Nevada has the third highest jobless rate in the country at 12.5%. For 31 months, it’s had the highest foreclosure rate of any state, and Las Vegas has the highest foreclosure rate of any major U.S. city.

Nevadans feel stimulus money has not benefitted the state despite Reid’s effort to push a high-speed rail line between Los Angeles and Las Vegas to ferry Hollywood’s liberal high rollers to Nevada’s casinos.

Polls have shown Reid’s two potential challengers, Danny Tarkanian, son of legendary UNLV basketball coach Jerry Tarkanian, and state GOP Chairwoman Sue Lowden, with double-digit leads.

Nevada is an increasingly Democratic state, and Reid is counting on his party’s edge in registration.
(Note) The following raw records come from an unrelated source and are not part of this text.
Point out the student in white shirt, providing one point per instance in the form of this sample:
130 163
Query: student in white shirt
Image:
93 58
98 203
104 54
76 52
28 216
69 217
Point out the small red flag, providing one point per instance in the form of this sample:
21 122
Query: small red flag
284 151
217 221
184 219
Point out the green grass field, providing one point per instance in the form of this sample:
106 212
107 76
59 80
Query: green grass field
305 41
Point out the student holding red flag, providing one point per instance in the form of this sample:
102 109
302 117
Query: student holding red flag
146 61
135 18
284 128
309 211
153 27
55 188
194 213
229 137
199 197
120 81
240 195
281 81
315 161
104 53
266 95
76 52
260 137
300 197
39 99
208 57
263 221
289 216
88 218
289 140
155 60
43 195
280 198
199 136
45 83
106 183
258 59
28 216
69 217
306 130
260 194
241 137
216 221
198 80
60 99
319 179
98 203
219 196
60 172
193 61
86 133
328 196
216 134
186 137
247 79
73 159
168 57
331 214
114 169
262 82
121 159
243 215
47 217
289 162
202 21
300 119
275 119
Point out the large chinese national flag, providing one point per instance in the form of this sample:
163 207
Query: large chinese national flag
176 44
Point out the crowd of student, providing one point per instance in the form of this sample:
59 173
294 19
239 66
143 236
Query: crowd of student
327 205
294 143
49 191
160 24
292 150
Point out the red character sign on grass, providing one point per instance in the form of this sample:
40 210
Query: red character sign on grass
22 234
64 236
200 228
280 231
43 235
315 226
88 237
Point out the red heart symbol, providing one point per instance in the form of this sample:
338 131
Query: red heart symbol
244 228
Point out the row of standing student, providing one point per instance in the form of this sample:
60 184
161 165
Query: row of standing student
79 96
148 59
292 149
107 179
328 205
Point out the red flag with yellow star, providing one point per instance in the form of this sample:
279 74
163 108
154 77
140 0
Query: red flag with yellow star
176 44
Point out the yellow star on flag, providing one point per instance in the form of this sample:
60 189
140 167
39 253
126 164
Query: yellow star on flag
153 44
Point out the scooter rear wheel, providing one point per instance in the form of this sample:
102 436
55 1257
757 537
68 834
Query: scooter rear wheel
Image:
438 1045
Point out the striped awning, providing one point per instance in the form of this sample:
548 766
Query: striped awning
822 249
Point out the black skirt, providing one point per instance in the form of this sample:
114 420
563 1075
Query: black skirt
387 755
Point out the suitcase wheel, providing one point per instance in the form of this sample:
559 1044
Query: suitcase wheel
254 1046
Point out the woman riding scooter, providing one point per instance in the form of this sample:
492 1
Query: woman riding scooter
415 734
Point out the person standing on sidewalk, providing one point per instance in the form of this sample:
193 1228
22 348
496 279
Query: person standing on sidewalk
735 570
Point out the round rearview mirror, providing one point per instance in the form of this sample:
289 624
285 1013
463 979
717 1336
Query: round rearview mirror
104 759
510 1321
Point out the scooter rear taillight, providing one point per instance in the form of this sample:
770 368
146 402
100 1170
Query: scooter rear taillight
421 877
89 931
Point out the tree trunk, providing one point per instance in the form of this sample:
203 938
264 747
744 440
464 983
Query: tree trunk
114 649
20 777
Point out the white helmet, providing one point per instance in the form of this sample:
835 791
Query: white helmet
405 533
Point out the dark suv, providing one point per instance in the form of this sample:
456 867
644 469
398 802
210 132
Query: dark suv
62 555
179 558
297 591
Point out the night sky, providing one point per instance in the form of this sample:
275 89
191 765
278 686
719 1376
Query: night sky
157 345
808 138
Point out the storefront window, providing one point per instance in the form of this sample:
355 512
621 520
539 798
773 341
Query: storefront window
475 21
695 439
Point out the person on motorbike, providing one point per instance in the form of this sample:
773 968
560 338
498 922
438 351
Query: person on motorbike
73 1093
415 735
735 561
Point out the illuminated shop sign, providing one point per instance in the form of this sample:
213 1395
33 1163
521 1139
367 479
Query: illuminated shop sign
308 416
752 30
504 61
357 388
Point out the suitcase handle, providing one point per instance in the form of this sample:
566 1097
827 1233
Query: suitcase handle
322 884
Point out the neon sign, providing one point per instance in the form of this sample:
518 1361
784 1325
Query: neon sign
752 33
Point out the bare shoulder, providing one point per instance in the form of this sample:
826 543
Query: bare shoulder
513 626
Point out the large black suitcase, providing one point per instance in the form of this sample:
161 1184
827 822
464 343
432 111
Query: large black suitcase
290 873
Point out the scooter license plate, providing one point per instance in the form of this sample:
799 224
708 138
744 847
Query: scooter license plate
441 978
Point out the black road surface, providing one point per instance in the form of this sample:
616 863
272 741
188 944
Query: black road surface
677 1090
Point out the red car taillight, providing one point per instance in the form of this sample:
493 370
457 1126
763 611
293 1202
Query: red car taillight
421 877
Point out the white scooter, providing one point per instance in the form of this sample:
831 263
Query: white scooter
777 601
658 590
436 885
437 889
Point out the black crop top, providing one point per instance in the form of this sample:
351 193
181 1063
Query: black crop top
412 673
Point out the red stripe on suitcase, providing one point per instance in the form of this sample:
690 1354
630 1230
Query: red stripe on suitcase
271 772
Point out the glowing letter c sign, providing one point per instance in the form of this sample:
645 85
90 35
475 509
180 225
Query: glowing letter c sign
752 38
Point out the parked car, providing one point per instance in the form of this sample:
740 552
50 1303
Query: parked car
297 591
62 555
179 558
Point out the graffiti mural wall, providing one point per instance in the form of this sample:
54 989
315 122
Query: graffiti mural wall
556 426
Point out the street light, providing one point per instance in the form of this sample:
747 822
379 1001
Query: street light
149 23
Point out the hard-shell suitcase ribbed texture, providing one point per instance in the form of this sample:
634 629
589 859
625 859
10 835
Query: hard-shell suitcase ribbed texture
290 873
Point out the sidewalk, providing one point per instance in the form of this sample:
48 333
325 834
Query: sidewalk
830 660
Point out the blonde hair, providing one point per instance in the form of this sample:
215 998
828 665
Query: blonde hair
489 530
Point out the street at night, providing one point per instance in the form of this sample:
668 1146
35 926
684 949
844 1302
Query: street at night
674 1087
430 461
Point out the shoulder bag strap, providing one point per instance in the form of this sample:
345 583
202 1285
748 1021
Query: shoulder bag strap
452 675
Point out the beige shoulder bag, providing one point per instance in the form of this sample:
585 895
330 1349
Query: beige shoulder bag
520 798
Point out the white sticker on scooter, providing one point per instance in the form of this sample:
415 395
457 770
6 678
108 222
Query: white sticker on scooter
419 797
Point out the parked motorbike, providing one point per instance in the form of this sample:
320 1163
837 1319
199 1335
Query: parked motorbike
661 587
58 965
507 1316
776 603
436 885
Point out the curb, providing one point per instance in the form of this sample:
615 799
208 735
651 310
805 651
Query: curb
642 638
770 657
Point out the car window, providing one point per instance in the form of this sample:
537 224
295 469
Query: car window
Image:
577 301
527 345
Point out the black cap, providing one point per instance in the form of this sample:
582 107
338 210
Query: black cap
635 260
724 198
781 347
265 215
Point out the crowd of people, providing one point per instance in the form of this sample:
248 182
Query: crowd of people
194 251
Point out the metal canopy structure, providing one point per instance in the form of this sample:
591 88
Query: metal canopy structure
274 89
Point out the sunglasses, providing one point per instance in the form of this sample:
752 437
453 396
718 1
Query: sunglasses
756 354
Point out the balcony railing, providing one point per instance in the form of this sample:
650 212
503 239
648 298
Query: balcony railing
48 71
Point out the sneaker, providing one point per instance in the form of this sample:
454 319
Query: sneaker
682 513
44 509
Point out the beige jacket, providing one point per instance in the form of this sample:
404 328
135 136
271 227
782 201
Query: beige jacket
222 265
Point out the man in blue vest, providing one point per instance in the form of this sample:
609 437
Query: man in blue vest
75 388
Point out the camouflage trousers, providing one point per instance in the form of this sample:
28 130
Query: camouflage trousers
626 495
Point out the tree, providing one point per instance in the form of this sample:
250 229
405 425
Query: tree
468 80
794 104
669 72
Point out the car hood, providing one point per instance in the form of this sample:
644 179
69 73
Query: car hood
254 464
But a Mason-Dixon poll in August found Tarkanian leading Reid by 32 points among independents, with Lowden leading by 22.

Reid’s reputation as a curmudgeon doesn’t help. On NBC’s “Meet the Press,” on Dec. 5, 2004, the late host Tim Russert asked: “When the president talked about Yucca Mountain and moving the nation’s nuclear waste there, you were very, very, very strong in your words. You said, ‘President Bush is a liar. He betrayed Nevada, and he betrayed the country.’ Is that rhetoric appropriate?'”

As to Yucca Mountain, the proposed spent nuclear fuel storage facility in Nevada, Reid answered: “It’s something that is being forced upon this country by the utilities, and it’s wrong. And we have to stop it. And people may not like what I said, but I said it, and I don’t back off one bit.”

Rep. Joe Wilson, call your office.

Reid based his charge on the fact that in 2000 Bush said he would not push for Yucca Mountain without “sound science” to back it up, but then went ahead. Bush went ahead because there was sound science to back up Yucca as a safe storage facility necessary if nuclear power was to provide clean nonpolluting power for our energy future.

Harry Reid’s own political future may also be running out of energy.